Strategic Volatility

      The Business

      High.

      Major strategic change/direction could occur at any time, e.g. legislative change, market opportunity, hostile takeover, acquisition opportunity.

      The world is a fast moving environment. Businesses that don't react and react quickly tend to suffer at the hands of those that do.

      Therefore The Business wants to be agile and definitely does not want to be tied into a fixed plan/strategy.

      The Business likes things to be fluid and flexible.

      IT

      Low.

      IT Strategy doesn't really change much from year to year. Technology changes very fast but the IT Strategy tends to be reasonably stable.

      The focus tends to be the same and tends to be focussed on cost reduction and service availability.

      Strategic change can have a massive and detrimental effect on IT and The Business and there any large strategic changes tend to be avoided.

      IT likes things well defined and locked down and prescriptive.

Strategic Focus

      The Business

      Business Verticals - Banking, Manufacturing...

      Increase Revenue- Sell more, acquisitions...

      Decrease Costs - Use less, outsource, common services

      IT

      IT Service Management - Availability, DR...

      IT Project Management - On Time, to Budget...

      IT Cost Reduction - Rationalisation, Outsourcing...

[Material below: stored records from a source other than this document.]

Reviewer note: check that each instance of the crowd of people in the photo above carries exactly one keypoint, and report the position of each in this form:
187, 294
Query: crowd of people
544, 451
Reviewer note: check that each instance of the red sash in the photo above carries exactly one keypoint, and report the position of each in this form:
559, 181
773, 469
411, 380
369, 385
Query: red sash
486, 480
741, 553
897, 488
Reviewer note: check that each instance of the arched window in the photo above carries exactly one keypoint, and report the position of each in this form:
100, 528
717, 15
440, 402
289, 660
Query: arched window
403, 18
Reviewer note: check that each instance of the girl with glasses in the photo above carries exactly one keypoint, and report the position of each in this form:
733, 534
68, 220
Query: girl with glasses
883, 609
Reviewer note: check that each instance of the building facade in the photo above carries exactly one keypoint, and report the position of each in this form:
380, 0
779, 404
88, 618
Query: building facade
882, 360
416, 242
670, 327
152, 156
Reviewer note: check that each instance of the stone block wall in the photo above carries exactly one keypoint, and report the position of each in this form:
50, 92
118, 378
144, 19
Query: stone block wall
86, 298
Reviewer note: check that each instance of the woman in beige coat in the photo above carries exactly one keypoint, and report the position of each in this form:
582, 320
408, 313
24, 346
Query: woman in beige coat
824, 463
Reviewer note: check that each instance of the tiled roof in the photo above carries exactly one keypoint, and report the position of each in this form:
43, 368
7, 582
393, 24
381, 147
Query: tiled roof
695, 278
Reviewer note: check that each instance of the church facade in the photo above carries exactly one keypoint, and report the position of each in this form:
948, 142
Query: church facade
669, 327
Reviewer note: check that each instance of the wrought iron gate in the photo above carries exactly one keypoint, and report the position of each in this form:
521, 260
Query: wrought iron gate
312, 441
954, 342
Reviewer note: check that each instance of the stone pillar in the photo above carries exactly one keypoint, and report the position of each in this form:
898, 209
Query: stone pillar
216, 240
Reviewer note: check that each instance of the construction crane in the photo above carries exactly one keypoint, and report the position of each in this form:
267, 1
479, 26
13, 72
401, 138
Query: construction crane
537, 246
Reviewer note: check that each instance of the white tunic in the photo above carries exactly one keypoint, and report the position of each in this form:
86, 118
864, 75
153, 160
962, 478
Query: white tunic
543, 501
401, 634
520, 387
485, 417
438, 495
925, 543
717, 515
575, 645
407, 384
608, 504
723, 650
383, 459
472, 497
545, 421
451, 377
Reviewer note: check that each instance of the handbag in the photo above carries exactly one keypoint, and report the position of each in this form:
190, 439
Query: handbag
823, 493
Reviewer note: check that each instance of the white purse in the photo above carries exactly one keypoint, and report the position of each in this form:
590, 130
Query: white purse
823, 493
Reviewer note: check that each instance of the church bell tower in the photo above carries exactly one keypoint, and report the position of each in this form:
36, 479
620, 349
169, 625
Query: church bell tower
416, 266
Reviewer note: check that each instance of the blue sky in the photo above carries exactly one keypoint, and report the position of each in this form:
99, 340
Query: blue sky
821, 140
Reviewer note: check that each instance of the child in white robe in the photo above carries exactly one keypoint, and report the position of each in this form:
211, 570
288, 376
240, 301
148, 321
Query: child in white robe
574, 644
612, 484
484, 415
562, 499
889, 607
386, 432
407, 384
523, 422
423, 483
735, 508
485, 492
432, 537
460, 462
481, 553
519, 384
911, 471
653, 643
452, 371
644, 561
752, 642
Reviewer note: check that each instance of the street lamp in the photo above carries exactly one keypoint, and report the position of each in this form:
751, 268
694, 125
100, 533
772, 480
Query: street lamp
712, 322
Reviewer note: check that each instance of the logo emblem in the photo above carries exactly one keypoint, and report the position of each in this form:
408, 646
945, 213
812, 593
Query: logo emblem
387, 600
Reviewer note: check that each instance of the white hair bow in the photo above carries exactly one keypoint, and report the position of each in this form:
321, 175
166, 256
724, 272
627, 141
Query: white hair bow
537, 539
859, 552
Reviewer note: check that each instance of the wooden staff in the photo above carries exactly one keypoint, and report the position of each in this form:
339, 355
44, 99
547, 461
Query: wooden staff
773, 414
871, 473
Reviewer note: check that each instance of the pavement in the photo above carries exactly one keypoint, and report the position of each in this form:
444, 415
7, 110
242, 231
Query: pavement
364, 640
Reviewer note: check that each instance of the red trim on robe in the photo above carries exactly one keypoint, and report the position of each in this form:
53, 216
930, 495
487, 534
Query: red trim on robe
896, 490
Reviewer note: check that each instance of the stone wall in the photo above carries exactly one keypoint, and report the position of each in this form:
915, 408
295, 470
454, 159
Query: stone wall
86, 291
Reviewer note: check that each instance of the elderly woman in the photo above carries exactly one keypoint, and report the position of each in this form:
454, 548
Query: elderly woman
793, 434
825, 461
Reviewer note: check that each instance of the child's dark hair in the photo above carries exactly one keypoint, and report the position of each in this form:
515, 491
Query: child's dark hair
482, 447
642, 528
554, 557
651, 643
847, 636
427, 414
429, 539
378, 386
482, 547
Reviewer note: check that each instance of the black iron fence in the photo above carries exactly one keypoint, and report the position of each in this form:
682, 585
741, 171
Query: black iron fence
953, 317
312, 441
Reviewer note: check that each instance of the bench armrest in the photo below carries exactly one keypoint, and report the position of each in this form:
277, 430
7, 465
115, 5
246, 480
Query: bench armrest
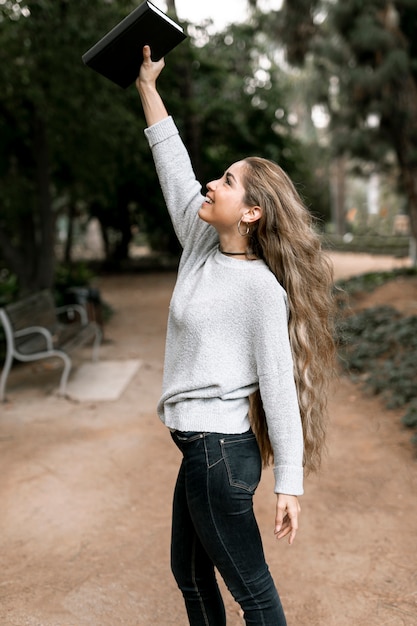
33, 330
74, 308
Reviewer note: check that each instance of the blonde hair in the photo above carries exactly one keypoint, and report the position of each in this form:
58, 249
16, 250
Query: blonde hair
285, 238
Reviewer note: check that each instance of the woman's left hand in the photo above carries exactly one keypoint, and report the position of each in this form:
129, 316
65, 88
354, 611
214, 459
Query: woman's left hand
286, 518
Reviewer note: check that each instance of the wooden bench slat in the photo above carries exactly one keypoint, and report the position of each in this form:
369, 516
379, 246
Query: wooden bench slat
38, 310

      IT Planning - Architecture, Roadmaps, Governance...

Maturity

      The Business

      Generally speaking other SBUs and the functions they perform have existed for hundreds of years and have generally not changed much.

      The services they provide to PBUs and the SBU's are generally identical.

      IT

      IT is a new kid on the block and as such is not as mature and standardised as the other SBUs.

      The services IT provides to other SBUs have not changed much in function but have changed radically in how they are provided and implemented.

      The services IT provides to PBUs have changed radically over generally short timeframes and have also changed in how they are provided and implemented.

Tactical Volatility

      The Business

      Low or High - Small number of changes with potentially massive impact.

      The Business may make tactical decisions at any time - these tactical decisions at The Business level (although 'simple') could have (or more likely are constrained by) massive changes required to effect the changes required, especially in IT.

      IT

      High

      Large number of changes to respond to every little change in the Enterprise.

      Emphasis on reducing this - key to stopping this is to decouple.

Reuse

      The Business

      Very low.

      At a high level

      The only common/ reused services are Locations, HR, Finance, Procurement and IT, etc, etc.

      IT

      Very High.

      At a low level.

      Servers, databases, applications, data, components, racks, networks, workstations, builds, etc, etc.

Control Mechanisms

      The Business

      The Business tries to control IT by limiting time, money, resources, the scope of projects or any combination thereof.

      IT

      IT tries to control The Business by forcing it to be more and more prescriptive with the documentation of its strategies and project requirements.

      IT also tries to control The Business by forcing projects to comply with a set of prescriptive IT principles, IT policies and IT standards.

Control Mechanism Effects

      The Business

      The Business views IT as very inflexible and thinks IT is more interested in technology that The Business it is meant to support.

      IT

      IT views The Business as meddling in their affairs and forcing them to do sub-standard work which The Business then blames IT for.

      Projects over run timescales and budgets and do not provide the services The Business requires.

Control Mechanism Defence Tactics

      The Business

      The Business knows that IT will always want more money and time and therefore restricts time and money as a defence tactic.

      IT

      IT knows that The Business will always restrict time and money and therefore inflates project estimates to "counter the cuts".

 

How does The Business and IT compare in your Enterprise?

Does that create any tensions or problems or issues?

What do you need to do to solve them?